Predicting Domestic Flight Delays during the Holiday Season
Air travel in recent years has become a commonplace mode of transportation rather than a luxury. Increased air passengers generally led to increased competition among airlines — discounted flights, better routes, value-added services. Moreover, rail companies are making huge efforts to improve interstate trains, increasing the competition for consumers.
One service factor that many consumers consider when deciding the airline to fly with is flight delays. While delays due to natural factors and airport security can’t be prevented, airlines can improve delays due to technical issues. In the past year, almost 1 out of 3 flights were delayed!
In this project, we aimed to predict flight delays in December when many consumers are travelling interstate to visit family for the Christmas holidays.
Building a machine-learning model
Data from the previous year were obtained from the US Bureau of Transportation Statistics to train the model. To select the most suitable model, initial testings were done and a few parameters were compared. Models used were logistic regression, Naive-Bayes Bernoulli, Decision Tree and Random Forest. KNN and SVC were omitted as my system could not support it.

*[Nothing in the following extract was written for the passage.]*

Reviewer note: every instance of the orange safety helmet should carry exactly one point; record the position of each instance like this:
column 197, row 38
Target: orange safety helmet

First up, we look at the ROC-AUC curve which gives us an idea of the false alarm rate (delay predicted but no delay) vs hit rate (delay predicted and delay occurred). It describes how good the model is at predicting the positive class when the actual outcome is positive. The difference between the models did not vary by more than 10%.
A second parameter evaluated — recall score. It is otherwise known as sensitivity, summarising the proportion of flight delays predicted accurately out of late flights in reality.
Despite the decision tree and random forest models having significantly higher scores, a closer look revealed that the models were overfitting with a difference of ~35% between the training and test score.
Improving the model
- A quick assessment revealed that the number of flight delay count was half of no delay. Undersampling was done to balance the dataset.
2. Factors contributing to the model were evaluated. Feature engineering was done to eliminate factors with zero weight and the model was fine-tuned using RandomSearchCV from Scikit-learn to improve prediction.
Improved models
Area under the curve (AUC) score determines the accuracy of the model for predicting flight delays vs false alarm, which remained at ~65% after fine-tuning. Recall score indicates the proportion of flight delays being predicted accurately. A higher score indicates lesser flights are being predicted as being on time but a delay occurred, which improved significantly for the Logistic and Naive Bayes Bernoulli model.
Conclusions and Insights
Logistic Regression might be the best model to predict flight delay. Despite having high scores, both decision tree and random forest models were overfitting, having a large discrepancy of scores between the training and test datasets.
Passengers travelling earlier in the week (Mon-Wed) tend to experience a flight delay more than other days. Besides, passengers departing from busy airports such as JFK and SFO have a higher chance of their flight being delayed.